I am trying to solve a problem in R which in SQL is often called gaps and islands. Below is a mockup of the data I am using:
library(tidyverse)
library(zoo)
df <- tibble('id' = c('A','A','A', 'B', 'B'),
'year' = as.yearqtr(c("01/01/2001","01/04/2001","01/10/2002", "01/09/2001","01/12/2001"),"%d/%m/%Y"),
'var1' = c(1,3,2,5,3),
'var2' = c(10,20,5,8,9))
ie:
id year var1 var2
<chr> <yearqtr> <dbl> <dbl>
1 A 2001 Q1 1 10
2 A 2001 Q2 3 20
3 A 2002 Q4 2 5
4 B 2001 Q3 5 8
5 B 2001 Q4 3 9
I want to group the observations by id, and then add a tag to distinguish individual sequential blocks of data.
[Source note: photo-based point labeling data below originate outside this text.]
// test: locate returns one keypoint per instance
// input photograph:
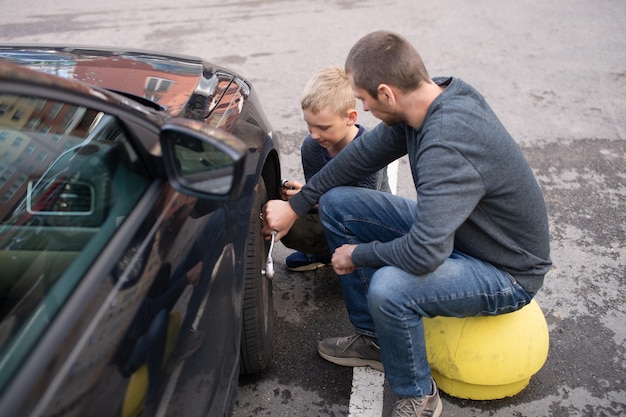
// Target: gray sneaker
(429, 406)
(355, 350)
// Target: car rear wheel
(258, 310)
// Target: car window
(68, 178)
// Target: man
(475, 242)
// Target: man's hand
(289, 188)
(279, 216)
(342, 260)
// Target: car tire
(258, 309)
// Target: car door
(105, 263)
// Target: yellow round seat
(487, 357)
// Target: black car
(133, 269)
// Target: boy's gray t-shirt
(315, 157)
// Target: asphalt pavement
(555, 73)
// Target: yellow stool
(487, 357)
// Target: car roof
(168, 80)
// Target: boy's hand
(279, 216)
(342, 260)
(289, 188)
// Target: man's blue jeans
(389, 303)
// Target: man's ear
(352, 116)
(386, 93)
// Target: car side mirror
(202, 161)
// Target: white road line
(366, 399)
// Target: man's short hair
(328, 89)
(384, 57)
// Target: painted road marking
(366, 398)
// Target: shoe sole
(309, 267)
(353, 362)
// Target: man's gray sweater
(476, 192)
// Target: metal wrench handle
(269, 265)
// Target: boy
(329, 110)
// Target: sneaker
(300, 262)
(429, 406)
(355, 350)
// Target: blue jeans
(389, 303)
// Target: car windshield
(68, 178)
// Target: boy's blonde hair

In my Case, sequential here means quarter to quarter. But in another file I am using, it is year to year. So the expected output would be
id year var1 var2 group
<chr> <yearqtr> <dbl> <dbl> <dbl>
1 A 2001 Q1 1 10 1
2 A 2001 Q2 3 20 1
3 A 2002 Q4 2 5 2
4 B 2001 Q3 5 8 1
5 B 2001 Q4 3 9 1
Because the observations in lines 1 and 2, belong to group 1 for ID A, line 3 belongs to group 2 for ID A, and lines 4 and 5 are both part of group 1 for ID B
I've looked at the zoo package but I can't find an answer, and most of the other SO posts seem to be about SQL, so I'm stuck
EDIT With the help of the answer below, I found this was the correct solution for me:
df %>%group_by(id) %>%
mutate(group = cumsum(c(TRUE, 4* diff(year) > 1)))
I think this is simply cumsum(diff(year) > 1)
per id
:
library(dplyr)
df %>%
mutate(group = cumsum(c(TRUE, diff(year) > 1)), .by = id)
# # A tibble: 5 × 5
# id year var1 var2 group
# <chr> <yearqtr> <dbl> <dbl> <int>
# 1 A 2001 Q1 1 10 1
# 2 A 2001 Q2 3 20 1
# 3 A 2002 Q4 2 5 2
# 4 B 2001 Q3 5 8 1
# 5 B 2001 Q4 3 9 1
Base alternative:
df$group <- ave(as.numeric(df$year), df$id,
FUN = function(z) cumsum(c(TRUE, diff(z) > 1)))
where as.numeric(.)
is needed because since ave
will retain the class of the differenced column ("yearqtr"
), which in this case is not that useful.